Дело начинается со старой баньки, что стояла в низинке у реки, в стороне от уличных протоков, – ветхое одноэтажное зданьице, притаившееся среди безглазых фабричных корпусов. Они зычно ревели по утрам, они дышали в небо грузною летучей чернотою, они владычили на всю округу – банька же ничем не заявляла о своих древних неоспоримых правах. Простой и синий, синей синего моря опоясывал ее кушачок веселой вывески, и четыре ухватистые буквы плыли по ней, как из простонародной сказки парусатые корабли. В людные торговые дни, когда останавливалась гремучая жизнь корпусов, во весь спуск, до дощатого банного заборчика, выстраивались бабы с яблоками и пыряющими в нос квасами, носатые молодцы, с жесткими мочалками и карамелистыми мылами, выползали подпольные старцы с вениками, и тогда пахучий, в меру перебродивший товар их песенно шумел на речном, низовом ветерке. Сквозь замазанные известью оконца сочился смешной звук – помесь голоса, растворенного в гулком банном духу, и еще воды… великолепной воды, которая льется! Приходил сюда главным образом рабочий люд да еще угрюмая солдатская братва из соседней казармы, ибо на окраине стояло место. Так что, когда воспылало октябрьское пожарище, заведение пустовало, и Матвей Никеич Черимов, пожизненный банщик и сторож чужой раскладенной одежи, всю субботу высидел бездельно, изредка вздрагивая и просыпаясь от громов дальней пальбы.

Парился тогда в горячем отделенье один только отставной, на деревянной ноге, полковник, столь великий любитель, что, когда действовал он, никто другой не смел взобраться к нему на полок из-за жары. Парился он обычно сам, в мокром картузе, парился до того крайнего градуса, пока не грозило ему обратиться сразу в невесомое, газообразное состояние. Отпарившись же, пристегивал ногу, выползал в раздевальню и отлеживался часами, накрытый простынею; из-под нее ужасно, подобно указательному персту, торчала в пространстве его незатейная, на кожаном ходу, култышка. Был он молчалив, безвреден, кроме войны, не умел ничего, век доживал на пенсии и, будучи одиноким, на баню тратил все свои досуги… А тут, случилось, смешанный отряд рабочих и солдат отыскивал пристава, местного душителя и грозу; бежал тот от расправы и близ самой бани растаял как бы в ничто.
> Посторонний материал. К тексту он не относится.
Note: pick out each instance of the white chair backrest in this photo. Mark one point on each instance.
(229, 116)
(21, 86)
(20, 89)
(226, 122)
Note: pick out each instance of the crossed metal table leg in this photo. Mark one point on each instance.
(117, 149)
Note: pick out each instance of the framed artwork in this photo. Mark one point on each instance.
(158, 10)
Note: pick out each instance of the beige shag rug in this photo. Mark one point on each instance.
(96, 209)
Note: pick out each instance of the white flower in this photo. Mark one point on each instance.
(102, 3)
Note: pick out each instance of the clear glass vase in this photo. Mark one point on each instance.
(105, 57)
Они вошли, шестеро, со штыками наперевес, прямо с перестрелки, за один тот день пропахшие въедливым военным запахом. Они увидели на лавке цветной, начальственный околыш и, хотя не было на нем ненавистной кокарды, засмеялись, всякий по-своему, но все об одном и том же. Они посмотрели на Матвея Никеича и подмигнули ему на мокрую дверь, из-под которой доносилось плесканье. Они втиснулись туда все шестеро разом, одинакие, как братья, молча и деловито; задний заметно шатался от усталости. Вышли они оттуда через минуту, слегка смущенные и потные от банной духоты. Они ушли, не оглянувшись на Черимова, который продолжал сидеть на лавке со строгим неподвижным лицом.
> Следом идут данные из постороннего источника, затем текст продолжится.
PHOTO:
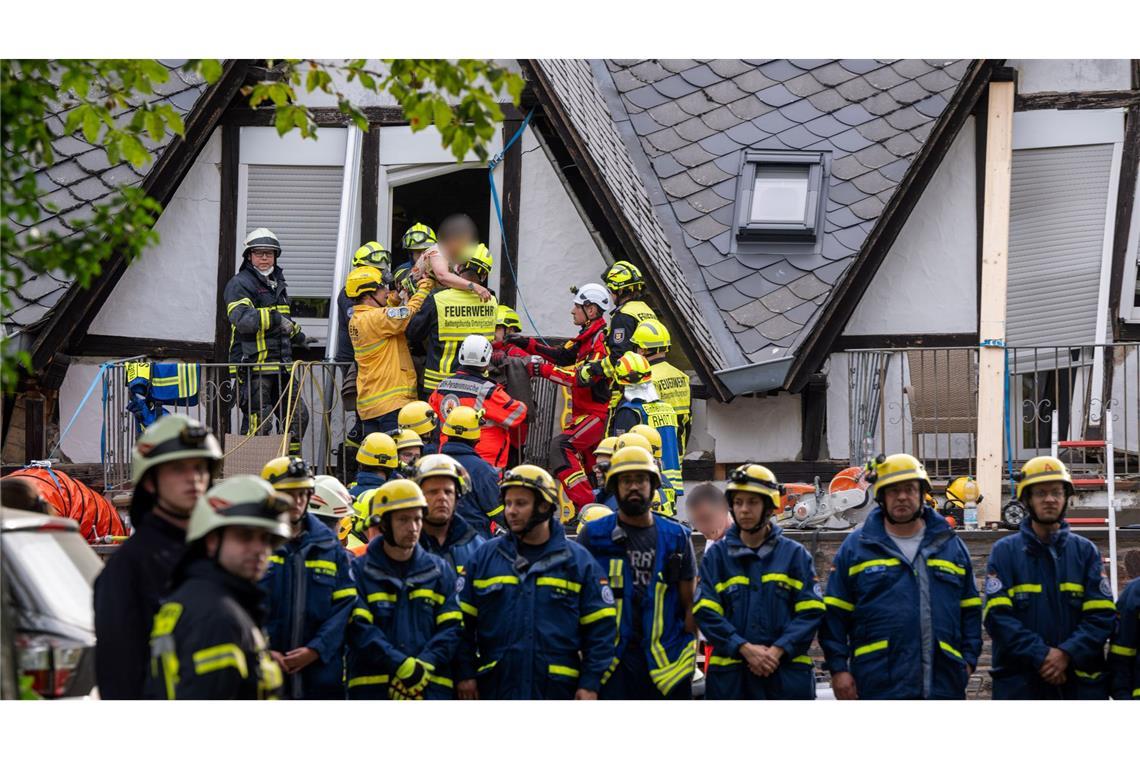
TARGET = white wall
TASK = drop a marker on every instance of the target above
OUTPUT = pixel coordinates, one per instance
(169, 291)
(1072, 74)
(928, 280)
Розовую мыльную пену, расплеснутую по скользким ступеням, скатили водой, и потом очень скоро все забылось. Матвей Никеич был банщик и, чтоб не волноваться, удивления до себя не допускал. Самое снятие царя нисколько его не поразило; оно походило на снятие одного устаревшего монумента, которое ему удалось наблюдать и которое ему в высшей степени понравилось: генерала тащили, а тот покачивался и упирался, но вдруг упал, и вот раскололись на части бронзовые его шаровары. Видел он также, как вскрывали угодника в соседнем с его деревней монастырьке, и один приезжий из города для пущей наглядности скоблил мощи перочинным ножичком, но и это на него не подействовало. Одна только полковничья кончина произвела на него решительное действие. Он стал прислушиваться к разговорам людей, по-прежнему переполнявших баню в субботние дни. Голые, они бывали в особенности откровенны и не стеснялись выражать своими словами то, что волновало их в те поры. Раз Матвей Никеич спросил о знакомом слесаре, ранее не пропускавшем ни одной субботы. Ему ответили, что убит на деникинском, и тут же прибавили, что пора бы и ему, Матвею, повоевать маленько за рабочую власть.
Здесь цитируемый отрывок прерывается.